[Python-Dev] PEP 414 - Unicode Literals for Python 3

Terry Reedy tjreedy at udel.edu
Tue Feb 28 19:27:23 CET 2012


On 2/28/2012 7:10 AM, Vinay Sajip wrote:

> The PEP 314 approach seems to assume that that if things work on 3.3,
> they will work on 3.2/3.1/3.0 without any changes other than
> replacing u'xxx' with 'xxx'.

(Delete 3.0. 3.1 is also less of a concern.) It actually assumes that if 
things work on 3.3 *and* 2.7 (or .6), then ... . At first glance, this 
seems reasonable. If the code works on 2.7, then
it does not use any new 3.3 features. Nor does it depend on any 3.3-only 
bug fixes that were part of a feature patch. 2.6, of course, is 
essentially not getting any bugfixes.

> In other words, you aren't supposed to want to e.g. test 3.2 and 3.3
> iteratively, using a workflow which intersperses edits with running
> tests using 3.2 and running tests with 3.3.

Anyone who is also targeting 3.2 could run a test32 script whenever they 
need to take a break. Or it could be run in the background (perhaps on a 
different core) while editing continues.
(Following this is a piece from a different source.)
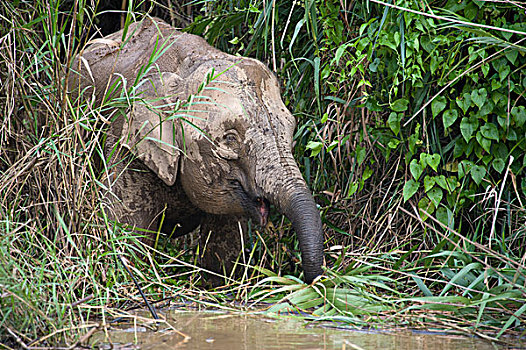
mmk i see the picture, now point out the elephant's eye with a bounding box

People will work this out on a 
project by project basis, or use one of the other solutions.

> In any case, a single code base seems not to be possible across
> 2.6+/3.0/3.1/3.2/3.3+ using the PEP 314 approach, though of course
> one will be possible for just 2.6+/3.3+. Early adopters of 3.x seem
> to be penalised by this approach: I for one will try to use the
> unicode_literals approach wherever I can.

Early adoption of new tech typically has costs as well as benefits ;-).